In Shigella, the serotype conversion is generally mediated by bacteriophages [30]. The hybrid assembly analysis revealed, 15 phage regions (8 intact, 4 incomplete, 3 questionable) in S. flexneri. Similarly in S. sonnei, 15 phage regions with 5 intact, 6 incomplete and 4 questionable were identified. The phage regions covers approximately 10% and 7% of the entire chromosome of S. flexneri and S. sonnei respectively. On the third phage region of the S. flexneri chromosome, intact SfII bacteriophage was identified which is responsible for conferring the serotype 2a. The details of the identified prophages, length, position, number of CDS and GC content are provided in Tables 2 and 3.

Pathogenicity islands are the clusters of mobile elements that encode various virulence factors [30]. PAI such as SHI-1 (also called she), SHI-2 and Shigella resistance locus (SRL) were identified in S. flexneri genome. SHI-1 contains virulence genes like pic and sigA. SHI-2 comprising of genes encoding a aerobactin operon, iron acquisition siderophore system, transposases and several hypothetical proteins that are associated with the increased virulence of the pathogen [30]. The resistance locus, SRL contains aadA1, bla_OXA-1, cat and tet genes conferring resistance to streptomycin, beta-lactams, chloramphenicol and tetracyclines.
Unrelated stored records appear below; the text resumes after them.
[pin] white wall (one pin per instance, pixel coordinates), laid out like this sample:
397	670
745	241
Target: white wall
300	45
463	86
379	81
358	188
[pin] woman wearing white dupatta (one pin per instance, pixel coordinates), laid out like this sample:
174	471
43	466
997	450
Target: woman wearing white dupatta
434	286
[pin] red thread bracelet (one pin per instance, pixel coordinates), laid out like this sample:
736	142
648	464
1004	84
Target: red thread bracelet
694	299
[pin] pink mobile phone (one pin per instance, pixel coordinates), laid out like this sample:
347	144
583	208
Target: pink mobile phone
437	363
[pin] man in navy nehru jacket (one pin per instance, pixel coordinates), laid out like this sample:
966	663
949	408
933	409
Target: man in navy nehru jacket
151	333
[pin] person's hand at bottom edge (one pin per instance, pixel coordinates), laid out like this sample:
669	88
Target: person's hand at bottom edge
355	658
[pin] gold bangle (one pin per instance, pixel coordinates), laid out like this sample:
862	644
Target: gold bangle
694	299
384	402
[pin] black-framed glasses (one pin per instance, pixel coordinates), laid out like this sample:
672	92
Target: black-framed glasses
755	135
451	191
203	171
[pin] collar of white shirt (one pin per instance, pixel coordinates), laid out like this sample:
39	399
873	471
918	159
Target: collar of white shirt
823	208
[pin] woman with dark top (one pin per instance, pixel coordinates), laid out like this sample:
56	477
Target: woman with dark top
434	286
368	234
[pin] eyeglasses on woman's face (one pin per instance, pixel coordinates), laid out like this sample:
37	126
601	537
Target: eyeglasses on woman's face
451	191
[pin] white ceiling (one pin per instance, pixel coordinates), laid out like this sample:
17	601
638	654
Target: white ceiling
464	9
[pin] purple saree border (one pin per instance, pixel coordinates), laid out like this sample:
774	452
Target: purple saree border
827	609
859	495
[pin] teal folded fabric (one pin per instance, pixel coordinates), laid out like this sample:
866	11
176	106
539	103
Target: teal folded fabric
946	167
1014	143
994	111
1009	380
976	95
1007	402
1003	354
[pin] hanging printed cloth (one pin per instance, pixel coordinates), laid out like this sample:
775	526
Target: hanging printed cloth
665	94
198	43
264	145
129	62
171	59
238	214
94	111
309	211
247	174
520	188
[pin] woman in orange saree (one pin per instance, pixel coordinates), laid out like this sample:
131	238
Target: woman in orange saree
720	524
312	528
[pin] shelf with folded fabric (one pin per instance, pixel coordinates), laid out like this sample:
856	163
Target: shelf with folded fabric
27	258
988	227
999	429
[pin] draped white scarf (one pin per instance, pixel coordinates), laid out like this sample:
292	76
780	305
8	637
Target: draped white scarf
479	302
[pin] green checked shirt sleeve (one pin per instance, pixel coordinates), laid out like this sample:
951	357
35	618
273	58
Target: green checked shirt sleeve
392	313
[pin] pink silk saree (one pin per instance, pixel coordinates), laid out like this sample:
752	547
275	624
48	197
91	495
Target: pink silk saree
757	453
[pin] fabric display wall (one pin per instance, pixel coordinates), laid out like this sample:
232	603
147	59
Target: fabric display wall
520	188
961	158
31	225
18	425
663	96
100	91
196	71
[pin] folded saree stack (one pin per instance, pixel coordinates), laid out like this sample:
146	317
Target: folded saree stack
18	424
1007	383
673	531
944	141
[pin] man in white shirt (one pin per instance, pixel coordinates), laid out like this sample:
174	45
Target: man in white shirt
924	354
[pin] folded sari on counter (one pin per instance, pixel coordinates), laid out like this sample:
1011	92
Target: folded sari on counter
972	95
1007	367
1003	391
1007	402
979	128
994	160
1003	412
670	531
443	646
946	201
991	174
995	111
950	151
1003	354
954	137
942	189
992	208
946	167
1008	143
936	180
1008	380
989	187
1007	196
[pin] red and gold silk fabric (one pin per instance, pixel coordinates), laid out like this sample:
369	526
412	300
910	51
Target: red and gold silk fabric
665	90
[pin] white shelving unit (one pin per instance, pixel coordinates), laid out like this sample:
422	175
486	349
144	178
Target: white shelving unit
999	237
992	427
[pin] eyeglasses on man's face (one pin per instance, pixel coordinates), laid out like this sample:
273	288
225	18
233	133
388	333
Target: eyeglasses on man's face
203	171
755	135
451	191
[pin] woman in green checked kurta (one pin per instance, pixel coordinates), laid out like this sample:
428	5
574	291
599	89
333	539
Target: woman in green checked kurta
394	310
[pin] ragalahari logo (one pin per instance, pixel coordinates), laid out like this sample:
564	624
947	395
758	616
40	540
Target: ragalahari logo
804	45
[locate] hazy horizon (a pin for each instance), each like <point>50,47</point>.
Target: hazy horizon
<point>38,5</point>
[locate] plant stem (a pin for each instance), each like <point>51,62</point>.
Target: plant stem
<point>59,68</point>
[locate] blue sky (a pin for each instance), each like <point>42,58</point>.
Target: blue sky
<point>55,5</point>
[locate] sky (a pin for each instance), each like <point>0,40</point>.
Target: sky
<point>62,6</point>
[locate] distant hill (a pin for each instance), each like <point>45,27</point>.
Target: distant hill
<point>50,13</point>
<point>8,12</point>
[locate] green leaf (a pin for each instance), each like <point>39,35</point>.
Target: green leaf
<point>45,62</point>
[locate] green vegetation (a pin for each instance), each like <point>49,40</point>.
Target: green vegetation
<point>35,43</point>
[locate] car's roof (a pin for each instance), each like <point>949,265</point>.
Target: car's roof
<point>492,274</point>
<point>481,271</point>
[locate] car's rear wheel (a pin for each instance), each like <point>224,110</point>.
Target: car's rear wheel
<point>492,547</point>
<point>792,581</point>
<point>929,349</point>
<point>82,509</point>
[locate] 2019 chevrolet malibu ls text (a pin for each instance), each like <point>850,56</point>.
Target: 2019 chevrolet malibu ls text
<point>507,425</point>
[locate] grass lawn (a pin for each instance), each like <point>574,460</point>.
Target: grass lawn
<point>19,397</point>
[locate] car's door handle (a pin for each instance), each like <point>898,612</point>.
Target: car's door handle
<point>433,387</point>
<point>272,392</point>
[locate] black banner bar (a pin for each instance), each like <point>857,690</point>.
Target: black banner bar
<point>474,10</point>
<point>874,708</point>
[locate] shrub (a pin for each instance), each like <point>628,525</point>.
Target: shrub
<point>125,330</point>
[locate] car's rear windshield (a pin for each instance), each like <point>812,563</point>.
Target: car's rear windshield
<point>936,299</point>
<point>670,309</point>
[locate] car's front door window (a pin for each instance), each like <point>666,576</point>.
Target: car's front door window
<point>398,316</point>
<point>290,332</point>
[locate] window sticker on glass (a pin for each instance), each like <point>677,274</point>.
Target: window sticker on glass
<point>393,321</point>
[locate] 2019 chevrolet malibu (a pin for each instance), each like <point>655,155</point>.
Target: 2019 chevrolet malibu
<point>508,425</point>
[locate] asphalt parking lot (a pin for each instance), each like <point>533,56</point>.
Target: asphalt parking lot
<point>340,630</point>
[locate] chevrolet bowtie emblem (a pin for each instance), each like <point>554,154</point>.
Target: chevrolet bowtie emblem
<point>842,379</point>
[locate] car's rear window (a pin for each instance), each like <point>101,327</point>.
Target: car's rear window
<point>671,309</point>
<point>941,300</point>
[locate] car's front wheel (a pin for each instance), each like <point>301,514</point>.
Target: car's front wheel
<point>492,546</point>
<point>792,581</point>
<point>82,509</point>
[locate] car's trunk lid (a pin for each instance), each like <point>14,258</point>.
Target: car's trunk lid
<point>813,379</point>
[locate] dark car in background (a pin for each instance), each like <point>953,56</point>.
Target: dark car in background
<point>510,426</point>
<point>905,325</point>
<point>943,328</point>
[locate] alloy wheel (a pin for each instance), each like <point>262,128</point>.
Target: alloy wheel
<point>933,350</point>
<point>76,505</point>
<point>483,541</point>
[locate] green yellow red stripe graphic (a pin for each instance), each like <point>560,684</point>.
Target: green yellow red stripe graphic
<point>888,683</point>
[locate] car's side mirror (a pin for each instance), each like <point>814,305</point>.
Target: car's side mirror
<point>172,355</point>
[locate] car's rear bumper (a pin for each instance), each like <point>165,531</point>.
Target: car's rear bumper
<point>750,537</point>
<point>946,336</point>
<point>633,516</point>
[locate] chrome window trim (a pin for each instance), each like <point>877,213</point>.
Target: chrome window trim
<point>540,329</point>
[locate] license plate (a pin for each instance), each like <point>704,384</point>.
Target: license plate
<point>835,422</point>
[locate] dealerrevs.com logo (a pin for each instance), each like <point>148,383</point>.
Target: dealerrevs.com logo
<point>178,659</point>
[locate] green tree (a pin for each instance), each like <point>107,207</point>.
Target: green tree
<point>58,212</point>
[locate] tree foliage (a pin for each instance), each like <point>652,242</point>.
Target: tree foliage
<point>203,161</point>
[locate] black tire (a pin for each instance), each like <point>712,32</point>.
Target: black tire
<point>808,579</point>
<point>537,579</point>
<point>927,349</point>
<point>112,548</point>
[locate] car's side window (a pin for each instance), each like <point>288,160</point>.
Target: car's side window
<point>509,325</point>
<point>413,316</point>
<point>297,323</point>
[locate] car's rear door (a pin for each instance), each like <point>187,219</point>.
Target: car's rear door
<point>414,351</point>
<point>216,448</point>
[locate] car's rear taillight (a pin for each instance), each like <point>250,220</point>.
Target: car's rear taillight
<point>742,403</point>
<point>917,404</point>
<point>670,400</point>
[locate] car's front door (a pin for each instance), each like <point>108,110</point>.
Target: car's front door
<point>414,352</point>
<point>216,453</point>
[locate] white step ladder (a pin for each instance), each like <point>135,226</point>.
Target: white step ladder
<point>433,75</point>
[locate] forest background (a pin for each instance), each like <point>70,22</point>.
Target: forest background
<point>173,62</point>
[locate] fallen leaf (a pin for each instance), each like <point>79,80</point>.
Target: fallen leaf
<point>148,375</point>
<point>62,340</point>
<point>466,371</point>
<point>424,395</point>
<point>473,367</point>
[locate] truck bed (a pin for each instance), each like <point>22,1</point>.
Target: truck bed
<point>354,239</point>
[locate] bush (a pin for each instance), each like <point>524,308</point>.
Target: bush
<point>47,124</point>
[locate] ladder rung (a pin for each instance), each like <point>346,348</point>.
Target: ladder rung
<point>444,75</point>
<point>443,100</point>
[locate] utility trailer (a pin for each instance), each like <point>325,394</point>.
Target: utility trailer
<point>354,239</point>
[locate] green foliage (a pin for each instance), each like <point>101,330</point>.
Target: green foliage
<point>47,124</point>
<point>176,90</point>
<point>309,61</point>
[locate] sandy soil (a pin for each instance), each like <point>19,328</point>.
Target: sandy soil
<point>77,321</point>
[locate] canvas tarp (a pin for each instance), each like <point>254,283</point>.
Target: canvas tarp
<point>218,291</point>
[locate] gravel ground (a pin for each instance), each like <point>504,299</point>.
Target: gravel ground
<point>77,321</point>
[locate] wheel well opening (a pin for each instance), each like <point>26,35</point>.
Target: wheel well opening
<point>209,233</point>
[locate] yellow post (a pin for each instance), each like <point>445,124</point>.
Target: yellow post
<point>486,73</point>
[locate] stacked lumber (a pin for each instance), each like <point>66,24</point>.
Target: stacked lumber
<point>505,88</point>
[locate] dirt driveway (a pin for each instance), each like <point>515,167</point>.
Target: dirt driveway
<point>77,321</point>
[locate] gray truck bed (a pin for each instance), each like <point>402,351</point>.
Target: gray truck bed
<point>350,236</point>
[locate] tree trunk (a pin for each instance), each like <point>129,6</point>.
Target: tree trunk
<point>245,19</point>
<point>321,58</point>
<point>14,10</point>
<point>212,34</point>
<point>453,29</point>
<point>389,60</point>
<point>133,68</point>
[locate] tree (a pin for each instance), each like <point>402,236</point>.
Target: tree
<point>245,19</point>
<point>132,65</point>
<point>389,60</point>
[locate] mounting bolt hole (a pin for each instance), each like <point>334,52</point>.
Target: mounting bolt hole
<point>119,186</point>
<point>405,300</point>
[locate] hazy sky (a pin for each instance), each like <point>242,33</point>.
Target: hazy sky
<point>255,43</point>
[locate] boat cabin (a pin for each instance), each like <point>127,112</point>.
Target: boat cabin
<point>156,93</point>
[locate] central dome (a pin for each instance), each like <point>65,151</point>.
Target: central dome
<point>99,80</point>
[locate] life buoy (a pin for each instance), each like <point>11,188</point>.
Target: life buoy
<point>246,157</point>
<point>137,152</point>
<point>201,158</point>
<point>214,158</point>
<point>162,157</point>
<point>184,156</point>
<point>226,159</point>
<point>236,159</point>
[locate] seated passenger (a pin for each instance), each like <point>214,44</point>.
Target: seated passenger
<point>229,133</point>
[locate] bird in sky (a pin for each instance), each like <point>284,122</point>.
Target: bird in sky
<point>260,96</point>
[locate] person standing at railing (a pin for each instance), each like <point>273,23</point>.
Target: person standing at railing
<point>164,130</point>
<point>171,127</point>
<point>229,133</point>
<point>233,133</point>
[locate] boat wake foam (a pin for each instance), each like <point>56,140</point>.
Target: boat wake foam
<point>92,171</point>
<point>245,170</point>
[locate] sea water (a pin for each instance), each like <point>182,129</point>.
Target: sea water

Whereas, SHI-1 was absent in S. sonnei, and possess only SHI-2 island. This could be due to the ability of the SHI-1 to undergo spontaneous and specific excision via site-specific recombination [31]. This shows that S. sonnei might have lost its SHI-1 region in the course of evolution process to add other important genes for their successful survival. These pathogenicity islands are reported to be associated with phage integrases, suggesting the role of phages in the evolution of Shigella [32]. The BLAST comparison of these islands with reference was shown in Figs. 2 and 3.

The present study provided insights into the genetic content and complete structure of various mobile genetic elements that carries virulence and resistance determinants. Though, whole genome sequencing is a valuable tool for studying the bacterial genomes, the short read assembly (IonTorrent) could provide only limited information, particularly on the complete mobile genetic elements. However, long read assembly (MinION) could generate closed genome with enhanced information on the structural arrangement of mobile elements but with high error rate. Interestingly, the hybrid assembly approach involving short and long reads provided complete genome with acceptable error rate (< 10%). Thus the utilization of this novel approach in the present study helped to identify the complete plasmid sequence of pSS1653 with structural genetic information of AMR genes such as sulII, tetA, tetR, aph(6)-Id and aph(3’’)-Ib. Identification of AMR genes in mobile elements in this human-restricted enteric pathogen is a potential threat for dissemination to other gut pathogens. Further, limited information available on Shigella at genome level calls for a genomic surveillance studies to monitor the evolutionary trends and genome dynamics of emerging and existing resistance clones.